As the quantum computing race hots up, scientists across the world have some common problems. Successful scale-up and quantum error correction are among the top issues to resolve. Teams across the world are using different approaches to solve the quantum hardware challenges. A Japanese team has made headway with spin qubits.
Seigo Tarucha and five scientists at Japan’s RIKEN Center for Emergent Matter Science (CEMS) recently demonstrated “a first step toward extending the capabilities of quantum systems based on spin qubits,” according to a press release earlier this month.
Typically, the quantum hardware challenges stem from the requirement for well-defined and stable qubits and a means to entangle them which can also be controlled or manipulated. Tarucha’s team has managed to entangle more than two silicon-based spin qubits – three to be precise – a result that had evaded physicists so far.
Tarucha’s team “initialized and measured a three-qubit array in silicon with high fidelity. They also combined the three entangled qubits in a single device,” the CEMS shared. A functional three-qubit system is the base level requirement for a large scale quantum computer.
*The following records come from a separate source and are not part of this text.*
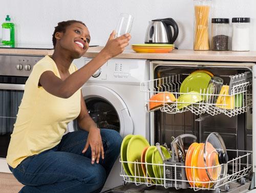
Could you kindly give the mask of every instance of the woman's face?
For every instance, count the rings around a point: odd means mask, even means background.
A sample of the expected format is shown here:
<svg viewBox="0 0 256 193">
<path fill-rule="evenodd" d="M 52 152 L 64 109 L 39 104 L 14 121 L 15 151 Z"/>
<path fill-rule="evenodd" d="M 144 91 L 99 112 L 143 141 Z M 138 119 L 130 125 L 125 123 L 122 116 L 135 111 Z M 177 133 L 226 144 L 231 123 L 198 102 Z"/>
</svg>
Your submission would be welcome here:
<svg viewBox="0 0 256 193">
<path fill-rule="evenodd" d="M 91 40 L 88 29 L 79 23 L 68 26 L 65 33 L 57 32 L 55 37 L 57 44 L 59 44 L 61 48 L 71 51 L 72 57 L 74 59 L 86 53 Z"/>
</svg>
That, however, is close to a decade away even in the Centre’s plans. The immediate goal is to show primitive error correction in this device and subsequently fabricate devices with ten or more qubits. The same process would then be followed up on systems comprising 50-100 qubits.
With over 200 researchers in about 30 groups and teams, CEMS carries out research in three areas: strongly-correlated materials, supramolecular functional chemistry, and quantum information electronics.
Situated in Wako, just outside of Tokyo, in the Japanese prefecture of Saitama, the CEMS is perhaps the only institute globally which combines fundamental research in the three disciplines of physics, chemistry and electronics.
It is part of the Riken scientific research institute spread across seven campuses. Tarucha heads the Quantum Functional System Research Group within CEMS.